ATAPY Software - OCR, Document Imaging, Document Management, Data Capture, Data Conversion
Services and Solutions for Document Management



The problem that this product is addressing

The existing recognition systems are targeted at regular documents (non-forms) and ‘geometrically fixed’ forms. However, there are many documents that do not fall into any of these two categories.

Some of those documents are supposed to follow certain standards; they are typically called ‘flexible forms’, or ‘flexiforms’. Those standards are not as stiff as the precise geometrical pattern of ‘fixed forms’. Yet, they must be definitive enough to enable the OCR software to locate the fields. Many of the financial papers you can find in your bookkeeping archives can be considered flexiforms.

For other documents, the guidelines are too lax to be able to parse them automatically. For example, a résumé can be regarded as a form because parsing them into individual fields is a common task at recruiting companies; also, there are certain traditions concerning the fields and their order. However, it is too early to put résumés into the flexiform category as the diversity of their formats exceeds the capabilities of automatic document analysis available in today’s flexiform software.

screenshot

Another example of such documents are various catalogues. At some point in the past ATAPY has completed an order for inputting a large number of catalogue pages into MS Excel:

For this project, ATAPY reviewed several diferent approaches and designed a set of specific software tools. To a certain degree, iOCR stemmed from that project and those tools.

Currently there is no widely accepted term for the documents that we are discussing. For lack of a better term we will call them freeforms. Our iOCR product is targeted at freeforms.

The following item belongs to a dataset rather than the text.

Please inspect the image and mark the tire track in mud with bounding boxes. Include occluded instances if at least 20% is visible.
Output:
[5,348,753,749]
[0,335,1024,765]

It is worth noting that the distinction between flexiforms and freeforms is vague. Some fields on a document can be easily locatable by flexiform software, and other fields can’t. A good example are invoices. Automatic invoice input is a highly demanded task and a lot of OCR community’s brainpower has been spent on it. The result, however, is far from perfect: the existing invoice OCR software packages, when confronted with a new invoice format, miss more fields than they locate. We can, therefore, consider invoices a mix of flexiform and freeform (at least as long as we look at the entire class of documents rather than invoices of some particular type).